11 January 2014

Poverty

For future reference: Will Someone Please Address (Poverty)

I live wealth. But I am not wealthy. I will never be wealthy, no matter how much money I make or what title I hold, because I have spent over thirty years of my life, the overwhelming majority, orbiting poverty’s gravity well. I have not just “been poor.” I have drunk poverty straight from the jug. I’ve been over, under, and through it. I have at various times hated it, hidden it, rebelled against it and worshiped it, and after 35 very long years, I seem to have clawed my way out of it. But no matter how long or far I walk in the other direction, it’s there. It’s always there.

It’s hard to capture the depth of my sincerity when I said I didn’t want to write about this. If I’m any indication, the last thing your average Recovering Poverty Citizen (RPC) wants to do, is talk about being poor. You don’t climb out of the poverty tar pits by accident. If you get out, it’s because you really want out.

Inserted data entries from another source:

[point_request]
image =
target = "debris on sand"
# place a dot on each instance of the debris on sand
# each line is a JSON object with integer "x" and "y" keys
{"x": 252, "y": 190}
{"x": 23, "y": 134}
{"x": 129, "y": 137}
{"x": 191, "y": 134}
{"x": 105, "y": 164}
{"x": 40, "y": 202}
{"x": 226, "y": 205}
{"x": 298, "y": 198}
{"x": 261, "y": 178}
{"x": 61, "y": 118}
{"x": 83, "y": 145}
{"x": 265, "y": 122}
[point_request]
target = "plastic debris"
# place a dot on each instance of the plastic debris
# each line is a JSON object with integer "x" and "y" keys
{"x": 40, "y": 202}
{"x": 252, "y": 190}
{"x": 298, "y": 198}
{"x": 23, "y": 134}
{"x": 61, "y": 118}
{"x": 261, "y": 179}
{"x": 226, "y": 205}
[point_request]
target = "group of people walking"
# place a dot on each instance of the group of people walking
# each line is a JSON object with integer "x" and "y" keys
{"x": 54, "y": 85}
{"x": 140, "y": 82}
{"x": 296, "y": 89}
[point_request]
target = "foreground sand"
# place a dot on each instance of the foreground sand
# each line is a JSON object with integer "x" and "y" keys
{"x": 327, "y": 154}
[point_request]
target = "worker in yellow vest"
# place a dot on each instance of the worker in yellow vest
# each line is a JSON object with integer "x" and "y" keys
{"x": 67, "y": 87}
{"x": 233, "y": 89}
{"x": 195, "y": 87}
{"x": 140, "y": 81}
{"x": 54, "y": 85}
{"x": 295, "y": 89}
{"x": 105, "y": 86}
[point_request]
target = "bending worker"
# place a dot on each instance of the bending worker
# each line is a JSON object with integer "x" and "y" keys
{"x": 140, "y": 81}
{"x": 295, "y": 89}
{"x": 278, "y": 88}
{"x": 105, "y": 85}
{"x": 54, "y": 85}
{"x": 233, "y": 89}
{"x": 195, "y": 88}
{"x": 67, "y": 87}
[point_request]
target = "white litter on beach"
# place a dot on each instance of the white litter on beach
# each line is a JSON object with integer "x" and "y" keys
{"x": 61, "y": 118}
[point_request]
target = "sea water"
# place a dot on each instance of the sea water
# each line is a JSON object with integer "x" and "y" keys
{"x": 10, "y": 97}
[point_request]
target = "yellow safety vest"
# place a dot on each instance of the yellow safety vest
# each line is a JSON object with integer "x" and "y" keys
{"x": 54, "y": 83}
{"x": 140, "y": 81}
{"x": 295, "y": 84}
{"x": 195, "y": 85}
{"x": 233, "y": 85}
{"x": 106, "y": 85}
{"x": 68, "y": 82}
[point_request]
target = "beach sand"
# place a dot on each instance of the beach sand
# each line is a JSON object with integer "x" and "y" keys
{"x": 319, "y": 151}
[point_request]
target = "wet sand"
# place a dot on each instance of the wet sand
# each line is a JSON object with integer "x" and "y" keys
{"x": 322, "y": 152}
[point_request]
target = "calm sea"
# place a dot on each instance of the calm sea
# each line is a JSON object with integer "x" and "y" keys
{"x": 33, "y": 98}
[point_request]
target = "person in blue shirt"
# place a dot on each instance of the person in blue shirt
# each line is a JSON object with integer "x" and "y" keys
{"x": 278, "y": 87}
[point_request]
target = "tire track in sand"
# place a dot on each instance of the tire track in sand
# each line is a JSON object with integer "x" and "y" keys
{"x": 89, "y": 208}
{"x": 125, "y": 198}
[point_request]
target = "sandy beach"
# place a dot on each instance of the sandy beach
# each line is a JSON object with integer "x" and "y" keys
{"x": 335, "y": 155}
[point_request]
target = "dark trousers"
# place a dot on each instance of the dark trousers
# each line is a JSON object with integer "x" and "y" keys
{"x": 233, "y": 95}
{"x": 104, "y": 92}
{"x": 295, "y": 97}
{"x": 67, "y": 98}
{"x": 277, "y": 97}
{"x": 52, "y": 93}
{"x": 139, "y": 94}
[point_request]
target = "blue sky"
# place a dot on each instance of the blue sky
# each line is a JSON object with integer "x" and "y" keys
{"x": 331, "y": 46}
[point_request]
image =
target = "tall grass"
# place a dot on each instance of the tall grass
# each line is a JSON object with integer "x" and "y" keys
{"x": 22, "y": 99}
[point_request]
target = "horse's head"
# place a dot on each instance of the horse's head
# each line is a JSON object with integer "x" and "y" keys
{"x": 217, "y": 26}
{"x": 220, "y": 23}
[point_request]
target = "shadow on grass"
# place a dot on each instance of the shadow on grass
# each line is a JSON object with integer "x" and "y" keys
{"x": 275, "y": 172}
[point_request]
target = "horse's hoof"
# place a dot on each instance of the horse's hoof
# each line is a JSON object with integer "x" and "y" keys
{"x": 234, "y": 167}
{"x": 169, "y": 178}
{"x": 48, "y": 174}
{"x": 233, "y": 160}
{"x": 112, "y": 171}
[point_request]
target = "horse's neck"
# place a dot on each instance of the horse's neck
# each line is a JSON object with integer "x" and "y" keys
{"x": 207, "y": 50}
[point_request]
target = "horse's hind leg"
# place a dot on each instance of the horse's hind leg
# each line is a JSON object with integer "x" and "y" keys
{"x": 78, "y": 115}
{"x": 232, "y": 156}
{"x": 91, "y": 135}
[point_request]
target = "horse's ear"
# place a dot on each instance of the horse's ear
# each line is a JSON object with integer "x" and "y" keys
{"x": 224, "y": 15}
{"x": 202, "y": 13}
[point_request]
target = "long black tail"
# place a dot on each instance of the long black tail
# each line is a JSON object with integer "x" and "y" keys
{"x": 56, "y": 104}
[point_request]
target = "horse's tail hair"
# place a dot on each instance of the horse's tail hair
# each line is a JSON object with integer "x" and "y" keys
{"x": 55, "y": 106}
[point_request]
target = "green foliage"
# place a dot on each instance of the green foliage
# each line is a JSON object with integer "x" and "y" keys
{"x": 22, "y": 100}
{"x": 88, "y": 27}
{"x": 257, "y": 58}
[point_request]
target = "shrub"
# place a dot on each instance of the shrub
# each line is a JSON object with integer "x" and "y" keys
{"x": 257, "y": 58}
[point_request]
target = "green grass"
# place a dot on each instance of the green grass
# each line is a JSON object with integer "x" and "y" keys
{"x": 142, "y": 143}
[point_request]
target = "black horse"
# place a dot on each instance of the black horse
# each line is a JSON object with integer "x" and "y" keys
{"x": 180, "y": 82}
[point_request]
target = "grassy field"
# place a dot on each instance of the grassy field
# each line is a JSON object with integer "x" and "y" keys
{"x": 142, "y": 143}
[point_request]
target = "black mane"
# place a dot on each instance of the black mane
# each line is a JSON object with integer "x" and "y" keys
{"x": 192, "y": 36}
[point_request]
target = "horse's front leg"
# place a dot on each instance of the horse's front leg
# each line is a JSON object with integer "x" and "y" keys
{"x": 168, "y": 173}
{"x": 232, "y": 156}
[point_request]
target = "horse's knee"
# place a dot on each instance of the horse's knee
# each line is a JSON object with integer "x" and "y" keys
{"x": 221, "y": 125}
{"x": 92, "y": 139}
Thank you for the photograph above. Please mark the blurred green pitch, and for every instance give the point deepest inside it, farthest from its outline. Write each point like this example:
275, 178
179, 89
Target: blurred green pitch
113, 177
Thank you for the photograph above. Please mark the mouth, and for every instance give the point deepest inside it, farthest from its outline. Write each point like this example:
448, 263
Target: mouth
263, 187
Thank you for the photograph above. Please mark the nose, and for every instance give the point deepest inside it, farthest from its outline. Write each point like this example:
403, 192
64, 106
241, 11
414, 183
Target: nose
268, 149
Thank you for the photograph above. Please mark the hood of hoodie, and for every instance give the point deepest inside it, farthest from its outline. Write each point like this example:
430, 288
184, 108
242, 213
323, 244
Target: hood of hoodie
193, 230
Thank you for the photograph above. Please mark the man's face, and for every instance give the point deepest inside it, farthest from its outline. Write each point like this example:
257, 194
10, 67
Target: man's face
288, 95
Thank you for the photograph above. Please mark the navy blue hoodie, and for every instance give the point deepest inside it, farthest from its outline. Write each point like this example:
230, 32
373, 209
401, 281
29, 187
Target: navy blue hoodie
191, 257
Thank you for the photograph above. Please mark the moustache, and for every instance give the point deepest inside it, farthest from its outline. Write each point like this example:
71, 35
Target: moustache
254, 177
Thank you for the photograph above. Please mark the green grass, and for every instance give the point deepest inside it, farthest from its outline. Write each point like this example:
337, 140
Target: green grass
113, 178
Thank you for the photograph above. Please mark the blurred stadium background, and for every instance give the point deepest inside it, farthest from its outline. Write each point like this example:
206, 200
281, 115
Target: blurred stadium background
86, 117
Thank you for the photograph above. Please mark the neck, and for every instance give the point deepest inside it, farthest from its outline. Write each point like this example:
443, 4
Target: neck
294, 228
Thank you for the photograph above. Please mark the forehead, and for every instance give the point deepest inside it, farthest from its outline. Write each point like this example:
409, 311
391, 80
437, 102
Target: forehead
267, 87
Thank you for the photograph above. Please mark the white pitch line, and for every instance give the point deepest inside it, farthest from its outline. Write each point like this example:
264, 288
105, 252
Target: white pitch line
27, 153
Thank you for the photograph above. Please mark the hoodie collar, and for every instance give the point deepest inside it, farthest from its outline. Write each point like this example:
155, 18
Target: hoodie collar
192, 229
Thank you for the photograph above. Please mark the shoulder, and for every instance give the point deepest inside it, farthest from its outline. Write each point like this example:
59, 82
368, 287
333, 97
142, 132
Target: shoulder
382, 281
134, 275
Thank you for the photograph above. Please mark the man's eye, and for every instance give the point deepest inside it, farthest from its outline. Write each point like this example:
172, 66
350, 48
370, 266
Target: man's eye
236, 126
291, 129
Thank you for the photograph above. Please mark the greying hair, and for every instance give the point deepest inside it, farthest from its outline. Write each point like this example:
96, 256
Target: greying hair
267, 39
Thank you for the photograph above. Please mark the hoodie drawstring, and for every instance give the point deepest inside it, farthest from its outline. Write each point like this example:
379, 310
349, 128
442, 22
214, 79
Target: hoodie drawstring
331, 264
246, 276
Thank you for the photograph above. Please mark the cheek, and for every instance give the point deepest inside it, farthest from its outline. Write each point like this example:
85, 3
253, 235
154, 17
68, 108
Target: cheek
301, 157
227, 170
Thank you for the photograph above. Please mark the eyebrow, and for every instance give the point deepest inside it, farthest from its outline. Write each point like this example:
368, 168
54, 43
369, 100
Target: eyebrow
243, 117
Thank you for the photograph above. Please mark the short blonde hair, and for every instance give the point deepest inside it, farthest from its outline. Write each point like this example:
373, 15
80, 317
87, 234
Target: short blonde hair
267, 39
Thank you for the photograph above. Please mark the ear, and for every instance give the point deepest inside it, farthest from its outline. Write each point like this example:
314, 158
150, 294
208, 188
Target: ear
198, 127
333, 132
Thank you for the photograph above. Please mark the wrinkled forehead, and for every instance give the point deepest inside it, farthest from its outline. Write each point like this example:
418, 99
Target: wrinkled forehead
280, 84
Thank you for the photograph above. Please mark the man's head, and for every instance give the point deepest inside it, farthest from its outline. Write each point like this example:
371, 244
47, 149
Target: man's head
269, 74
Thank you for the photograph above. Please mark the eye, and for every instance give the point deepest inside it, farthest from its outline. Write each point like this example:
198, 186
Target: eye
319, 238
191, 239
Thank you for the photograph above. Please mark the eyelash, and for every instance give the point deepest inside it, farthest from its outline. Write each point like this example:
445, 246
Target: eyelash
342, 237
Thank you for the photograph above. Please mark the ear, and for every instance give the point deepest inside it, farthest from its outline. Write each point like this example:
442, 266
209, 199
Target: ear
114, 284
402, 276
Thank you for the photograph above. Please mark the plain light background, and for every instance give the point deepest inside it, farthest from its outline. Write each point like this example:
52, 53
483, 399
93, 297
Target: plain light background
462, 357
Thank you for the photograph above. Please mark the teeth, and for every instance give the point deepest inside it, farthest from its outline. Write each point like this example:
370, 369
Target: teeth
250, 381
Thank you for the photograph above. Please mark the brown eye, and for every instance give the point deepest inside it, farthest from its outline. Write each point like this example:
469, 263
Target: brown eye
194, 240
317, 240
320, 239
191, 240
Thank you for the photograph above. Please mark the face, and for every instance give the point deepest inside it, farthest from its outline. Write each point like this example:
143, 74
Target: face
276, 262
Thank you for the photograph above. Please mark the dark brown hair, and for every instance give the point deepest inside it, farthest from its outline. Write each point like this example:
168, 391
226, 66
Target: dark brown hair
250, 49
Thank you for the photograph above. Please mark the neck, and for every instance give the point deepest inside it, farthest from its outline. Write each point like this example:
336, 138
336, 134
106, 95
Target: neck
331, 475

Talking takes you back in.

This is relevant to a range of social justice discussions:

As a human race, we just haven’t got a bead on the resource distribution problem. It’s over our heads, it’s intimidating, so people shut down.

The conversation is stuck because individual people are stuck. And people are stuck for multiple reasons, not the least of which is that everyone is freaking out. When somebody opens their mouths to talk about it, somebody else rips their freaking head off and spits down their neck hole.

This conversation isn’t working for anyone. Let’s don’t have it anymore. Let’s start with what we should be talking about.

Highly recommended by a friend whose wisdom on the subject I trust.